Nitrogen: DAMNED IF YOU DO, DAMNED IF YOU DON'T
Nitrogen fertilizers are an important tool for many farmers, but overuse is a serious threat to the environment.
Nitrogen is one of six macronutrients essential plant growth. In the middle of the 20th century, application of nitrogen-containing fertilizers was one of several advances in agricultural technology that resulted in increased agricultural production worldwide.
This increase in production allowed agricultural production to keep pace with population growth and is estimated to have prevented starvation on a broad scale.
According to the International Fertilizer Association, use of fertilizers containing nitrogen, phosphorous and potassium grew from 14 million metric tons in 1950 to more than 177 million metric tons in 2011.
The use of nitrogen fertilizers comes at a cost.
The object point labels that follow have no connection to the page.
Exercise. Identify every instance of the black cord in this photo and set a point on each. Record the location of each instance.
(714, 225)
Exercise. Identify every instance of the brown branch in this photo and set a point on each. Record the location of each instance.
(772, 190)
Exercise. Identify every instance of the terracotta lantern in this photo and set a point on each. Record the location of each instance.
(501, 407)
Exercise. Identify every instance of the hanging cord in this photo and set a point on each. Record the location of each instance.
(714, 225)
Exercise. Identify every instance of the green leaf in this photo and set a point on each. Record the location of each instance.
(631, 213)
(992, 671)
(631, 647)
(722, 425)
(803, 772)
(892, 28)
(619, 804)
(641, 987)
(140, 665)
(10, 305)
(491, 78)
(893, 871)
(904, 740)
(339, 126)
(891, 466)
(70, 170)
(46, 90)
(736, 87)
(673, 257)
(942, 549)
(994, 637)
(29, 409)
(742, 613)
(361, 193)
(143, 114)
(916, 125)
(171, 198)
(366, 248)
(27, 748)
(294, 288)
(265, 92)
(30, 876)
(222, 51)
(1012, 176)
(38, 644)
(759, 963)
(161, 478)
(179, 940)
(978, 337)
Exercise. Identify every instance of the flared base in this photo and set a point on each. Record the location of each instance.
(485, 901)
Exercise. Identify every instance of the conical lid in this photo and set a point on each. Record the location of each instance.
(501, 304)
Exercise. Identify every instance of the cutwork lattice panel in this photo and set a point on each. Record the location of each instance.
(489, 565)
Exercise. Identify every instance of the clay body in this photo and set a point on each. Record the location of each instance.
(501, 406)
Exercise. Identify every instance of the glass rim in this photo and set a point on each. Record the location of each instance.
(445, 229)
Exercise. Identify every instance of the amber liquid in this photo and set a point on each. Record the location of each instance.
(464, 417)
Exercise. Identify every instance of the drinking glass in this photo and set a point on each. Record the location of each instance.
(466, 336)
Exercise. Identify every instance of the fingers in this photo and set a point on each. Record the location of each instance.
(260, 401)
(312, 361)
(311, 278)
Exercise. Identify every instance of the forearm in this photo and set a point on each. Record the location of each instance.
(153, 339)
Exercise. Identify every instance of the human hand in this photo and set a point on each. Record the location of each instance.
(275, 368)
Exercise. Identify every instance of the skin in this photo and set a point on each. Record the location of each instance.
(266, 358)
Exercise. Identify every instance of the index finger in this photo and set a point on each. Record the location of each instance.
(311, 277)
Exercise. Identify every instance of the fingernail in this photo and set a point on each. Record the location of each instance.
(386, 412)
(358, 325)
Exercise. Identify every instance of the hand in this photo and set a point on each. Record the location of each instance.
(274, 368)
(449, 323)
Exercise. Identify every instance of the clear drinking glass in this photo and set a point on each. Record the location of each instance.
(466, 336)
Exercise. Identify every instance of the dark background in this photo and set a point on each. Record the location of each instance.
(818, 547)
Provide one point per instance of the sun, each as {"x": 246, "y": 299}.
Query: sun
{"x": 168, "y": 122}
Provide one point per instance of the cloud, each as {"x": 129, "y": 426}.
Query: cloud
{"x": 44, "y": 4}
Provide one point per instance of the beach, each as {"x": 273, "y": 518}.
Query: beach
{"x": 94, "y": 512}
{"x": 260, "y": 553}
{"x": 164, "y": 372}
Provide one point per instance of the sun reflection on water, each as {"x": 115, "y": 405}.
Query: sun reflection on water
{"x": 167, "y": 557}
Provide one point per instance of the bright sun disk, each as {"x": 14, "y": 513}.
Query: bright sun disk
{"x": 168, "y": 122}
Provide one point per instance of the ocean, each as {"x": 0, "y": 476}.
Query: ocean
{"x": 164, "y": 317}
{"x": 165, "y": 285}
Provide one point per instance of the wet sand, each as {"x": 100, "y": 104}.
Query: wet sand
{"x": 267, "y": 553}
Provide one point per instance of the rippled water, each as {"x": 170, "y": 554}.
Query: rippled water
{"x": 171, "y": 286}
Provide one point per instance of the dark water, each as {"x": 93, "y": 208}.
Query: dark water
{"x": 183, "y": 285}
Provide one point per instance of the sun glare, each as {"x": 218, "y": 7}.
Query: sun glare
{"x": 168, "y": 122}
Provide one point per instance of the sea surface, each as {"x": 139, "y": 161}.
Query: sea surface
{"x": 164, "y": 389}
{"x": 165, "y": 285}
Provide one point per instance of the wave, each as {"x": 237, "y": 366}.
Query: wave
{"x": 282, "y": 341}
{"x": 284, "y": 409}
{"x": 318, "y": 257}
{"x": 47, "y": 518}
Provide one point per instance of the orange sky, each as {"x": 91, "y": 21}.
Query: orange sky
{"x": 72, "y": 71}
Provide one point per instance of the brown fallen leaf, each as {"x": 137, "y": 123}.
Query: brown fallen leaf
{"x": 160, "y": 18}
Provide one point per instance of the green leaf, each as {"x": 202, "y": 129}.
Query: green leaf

Excess nitrogen can:
- runoff into surface water,
- infiltrate into groundwater, or
- be released into the atmosphere as nitrous oxide.
Excess levels of nitrogen in surface water cause eutrophication, a proliferation of algae and other plant life that causes fish and marine animals to die off due to a lack of oxygen. Infiltration of nitrogen into groundwater causes nitrate contamination of shallow drinking water sources. When emitted to the atmosphere, nitrous oxide is a potent greenhouse gas. According to the EPA, each molecule has 310 times the global warming potential of a molecule of carbon dioxide.
Getting It Just Right
The Earth Restoration Foundation’s mission is to lead the advancement of global soil science and education. We work for a future where farmers worldwide have the knowledge to apply the type and amount of fertilizers and soil amendments that will produce high yields while minimizing detrimental impacts on the environment.